Хрущев рассказал делегатам о расправах с наиболее известными людьми партии и правительства, о пытках, о последних минутах жертв – и это подействовало на присутствующих сильнее, чем бездушная статистика и перечень преступлений. Рассказ об убийствах, осуществленных Сталиным с холодным безжалостным цинизмом, произвел неизгладимый шоковый эффект на идеалистов и всех, кто веровал в коммунизм и его вождя. Даже те, кто знал о жестокости репрессий, были потрясены. 32-летнему Александру Яковлеву, ветерану войны и молодому партийному аппаратчику (при Горбачеве и позже он много сделал для расследования сталинских злодеяний), удалось добыть гостевой пропуск на заключительный день съезда. Десятью годами ранее, только демобилизовавшись из армии, Яковлев стоял на перроне железнодорожной станции своего родного города и, глядя на бесконечную череду товарных вагонов, перевозивших советских военнопленных из нацистских концлагерей в лагеря Сибири, внезапно стал осознавать бесчеловечность советской жизни – голодающих детей, конфискацию зерна у крестьян, длительные тюремные сроки за мельчайшие провинности. «Становилось все более и более ясно, что все вокруг лгут», – вспоминал он свое отношение к победной барабанной риторике послевоенных лет[148]. От доклада Хрущева, вспоминал Яковлев, все внутри у него похолодело. Доклад «перечеркнул все», ради чего он жил. Его вера «разлетелась на мелкие осколки, как после разрыва гранаты». То же самое чувствовали все тысяча триста делегатов съезда. Никто не аплодировал. Люди выходили из зала с низко опущенными головами, придавленные неведомым им прежде знанием и незнакомыми ощущениями, боялись взглянуть друг другу в глаза. Выпускник ИФЛИ и ветеран войны Игорь Черноуцан вышел с Константином Симоновым в коридор покурить. «Мы и до того знали немало, – писал Черноуцан в своих воспоминаниях, – но теперь были потрясены открывшейся нам правдой. Но вся ли это правда?»[149]

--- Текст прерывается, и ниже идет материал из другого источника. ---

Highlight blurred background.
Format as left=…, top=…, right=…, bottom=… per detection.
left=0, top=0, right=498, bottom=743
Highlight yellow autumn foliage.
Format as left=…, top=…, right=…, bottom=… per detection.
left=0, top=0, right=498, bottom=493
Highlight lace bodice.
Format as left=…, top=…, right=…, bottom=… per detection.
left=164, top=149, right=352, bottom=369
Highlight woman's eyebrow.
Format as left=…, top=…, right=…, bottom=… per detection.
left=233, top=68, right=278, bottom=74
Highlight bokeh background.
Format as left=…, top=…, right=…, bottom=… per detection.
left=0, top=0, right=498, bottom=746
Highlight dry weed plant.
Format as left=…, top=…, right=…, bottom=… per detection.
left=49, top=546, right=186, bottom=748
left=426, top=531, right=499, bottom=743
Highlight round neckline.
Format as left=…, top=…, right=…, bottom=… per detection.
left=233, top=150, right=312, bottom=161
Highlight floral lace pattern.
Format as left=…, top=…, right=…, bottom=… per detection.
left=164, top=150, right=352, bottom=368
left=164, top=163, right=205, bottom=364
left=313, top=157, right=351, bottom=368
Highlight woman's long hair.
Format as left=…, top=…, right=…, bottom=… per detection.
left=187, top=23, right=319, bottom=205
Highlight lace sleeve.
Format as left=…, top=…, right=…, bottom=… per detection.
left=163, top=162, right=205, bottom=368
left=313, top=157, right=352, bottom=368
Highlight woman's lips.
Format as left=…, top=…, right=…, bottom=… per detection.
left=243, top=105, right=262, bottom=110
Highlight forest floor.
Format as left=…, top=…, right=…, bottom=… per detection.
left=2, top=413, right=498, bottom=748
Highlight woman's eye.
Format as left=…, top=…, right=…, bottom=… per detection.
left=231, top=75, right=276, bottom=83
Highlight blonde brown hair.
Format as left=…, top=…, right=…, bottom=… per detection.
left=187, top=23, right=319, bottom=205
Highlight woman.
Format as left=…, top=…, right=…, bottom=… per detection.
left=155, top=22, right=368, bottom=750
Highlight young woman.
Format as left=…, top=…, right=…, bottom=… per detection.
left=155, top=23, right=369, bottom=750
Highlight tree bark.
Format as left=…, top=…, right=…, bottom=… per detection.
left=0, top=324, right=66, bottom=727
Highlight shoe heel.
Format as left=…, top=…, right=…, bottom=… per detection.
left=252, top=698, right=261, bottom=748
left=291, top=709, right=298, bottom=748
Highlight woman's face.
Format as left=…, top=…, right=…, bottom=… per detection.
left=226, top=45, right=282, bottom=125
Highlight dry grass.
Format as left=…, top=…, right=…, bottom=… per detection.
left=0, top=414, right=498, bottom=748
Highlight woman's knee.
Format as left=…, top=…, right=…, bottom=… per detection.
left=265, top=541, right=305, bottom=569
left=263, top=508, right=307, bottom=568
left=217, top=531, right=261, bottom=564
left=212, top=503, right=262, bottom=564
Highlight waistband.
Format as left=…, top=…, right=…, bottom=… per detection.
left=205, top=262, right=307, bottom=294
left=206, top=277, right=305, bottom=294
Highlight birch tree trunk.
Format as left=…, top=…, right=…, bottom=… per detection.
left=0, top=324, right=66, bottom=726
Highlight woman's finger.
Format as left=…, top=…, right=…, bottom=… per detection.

Для идеалистически настроенных образованных людей шок от «секретного доклада» Хрущева превосходил шок от нападения гитлеровской Германии. Тогда мир абсолютных устоев как бы вернулся, фашизм оказался смертельным врагом, а не союзником. Теперь этот мир обрушился, основополагающие убеждения и общепризнанные истины рассыпались в прах. Шоковый эффект был особенно силен в среде молодых людей, выпускников и студентов вузов, только входивших в общественную и культурную жизнь. Осмысление сталинских преступлений, осознание преступной, маниакальной натуры человека, который привел Советский Союз к победе в войне и сделал его великой державой в послевоенные годы, требовало революции в сознании. Кому теперь верить? Куда теперь идти? Советский проект и жизненные цели, профессиональные и личные, внезапно оказались построенными на песке.

КАТАРСИС И ТРАВМА

Советские граждане узнали о докладе Хрущева довольно скоро, но не из газет. 5 марта Президиум (так называлось в те годы Политбюро) ЦК КПСС утвердил отредактированный текст доклада, который был разослан по всем партийным комитетам «для информирования коммунистов и комсомольцев, а также беспартийных активистов, включая рабочих, служащих и колхозников». Партийные функционеры зачитывали доклад вслух на закрытых собраниях в вузах, техникумах, даже в школах. Беспартийные, в том числе студенты и школьники, тоже могли ознакомиться с его содержанием. По данным историка Уильяма Таубмана, совокупная аудитория, которой зачитали доклад, насчитывала семь миллионов членов партии и восемнадцать миллионов комсомольцев[150]. Эти странные «чтения» были идеей Хрущева. Новому вождю партии не хватало ни видения, ни интеллектуальных способностей для последовательной политики десталинизации. Он как бы скинул с горы огромный валун – не осознавая, какой сокрушительный обвал он вызовет.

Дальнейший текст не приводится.